En el texto en cuestión defendía la idea de que los mexicanos somos muy buenos para indignarnos de las políticas, comentarios y situaciones que percibimos nos ofenden como nación, pero muy malos para reconocer nuestros propios monstruos. El racismo, uno de los más grandes y vergonzosos.

Citaba en esa ocasión un artículo del periodista Raymundo Rivapalacio aparecido en el diario español El País, en el que hablaba de la doble moral mexicana : nos quejamos del trato que los estadounidenses dan a los migrantes mexicanos pero toleramos –ignoramos, mejor dicho– lo que sucede a miles de migrantes centromericanos que al cruzar nuestro país son víctimas de abusos, discriminación y violaciones sistemáticas a sus derechos humanos… todo con la silenciosa complacencia de la opinión pública.

Como muestra, un botón: la Comisión Nacional de los Derechos Humanos (CNDH) presentó un informe en el 2009 sobre la situación de los migrantes centroamericanos en México, en el cual documentó que entre septiembre del 2008 y febrero del 2009, periodo que comprendió el referido estudio, fueron secuestrados un promedio de 67.7 inmigrantes centroamericanos por día. En 10% de esos casos se comprobó la participación de autoridades.
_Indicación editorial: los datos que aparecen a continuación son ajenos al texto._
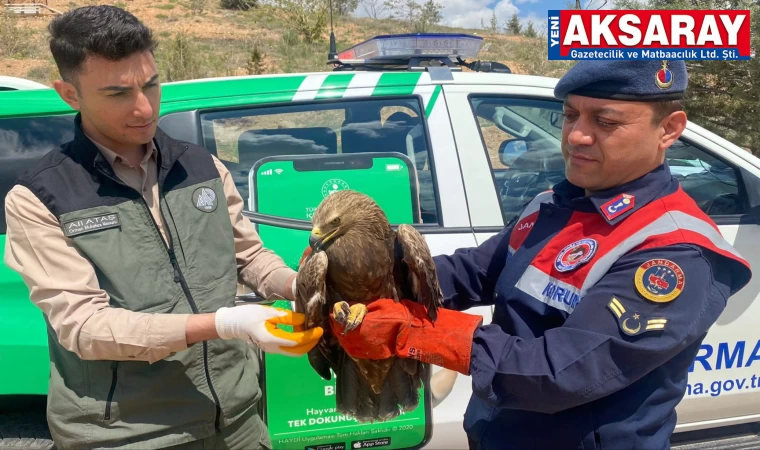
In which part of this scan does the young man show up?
[5,6,321,449]
[333,61,751,450]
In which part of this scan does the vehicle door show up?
[0,115,74,397]
[444,85,760,431]
[162,73,484,447]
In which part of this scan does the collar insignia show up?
[601,194,636,222]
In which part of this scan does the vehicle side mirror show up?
[499,139,528,166]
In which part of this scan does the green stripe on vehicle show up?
[161,75,306,103]
[425,84,441,117]
[315,73,354,100]
[372,72,422,97]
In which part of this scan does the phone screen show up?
[254,153,432,450]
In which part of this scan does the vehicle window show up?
[470,96,747,223]
[0,115,74,234]
[201,98,440,224]
[665,139,747,216]
[470,97,565,223]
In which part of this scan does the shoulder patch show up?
[602,194,636,221]
[633,259,686,303]
[193,186,218,213]
[607,297,668,336]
En las estaciones migratorias, reportó la CNDH en su estudio, falta la entrega a los migrantes asegurados de colchones, cobijas o enseres básicos de limpieza; en la mayoría de los casos en los que sí se les proporcionan, éstos se encuentran en pésimas condiciones de higiene .

En las estaciones también existen carencias y deficiencias en el servicio alimenticio, el cual se proporciona de forma insuficiente; (e incluso) en algunos casos, transcurren varias horas sin que se ofrezca alimentación a los asegurados , detectó la Comisión.

El dato no sorprende si pensamos que hay estaciones migratorias como la de Tapachula, Chiapas, en la que la capacidad instalada es para albergar a 450 personas, cuando el promedio de detenidos es de alrededor de 1,000.

¿Eso nos parece digno? ¿Qué haríamos si nos enteráramos de que a nuestros compatriotas asegurados en Estados Unidos no se les da de comer o se les mantiene en situaciones insalubres? Probablemente armaríamos un escándalo… y no es para menos, porque en efecto ES un escándalo.

No está mal que empujemos un boicot en contra de Arizona ni que presionemos al gobierno federal de Felipe Calderón para que, a través de la red consular mexicana en Estados Unidos, se ofrezca la mejor defensa legal para combatir las violaciones a los derechos humanos de los migrantes mexicanos en el otro lado de la frontera. Lo que está mal es que no tengamos la congruencia mínima necesaria como para voltear hacia nuestro propio territorio y mirar el estado de las cosas.

El monstruo del racismo y de la discriminación es una de nuestras peores tragedias. Jamás podremos progresar como país mientras nuestras instituciones continúen reproduciendo los mismos valores y comportamientos.

Cambiar esto no significa mudarnos al país de lo políticamente correcto, sino hacer lo correcto, así, a secas.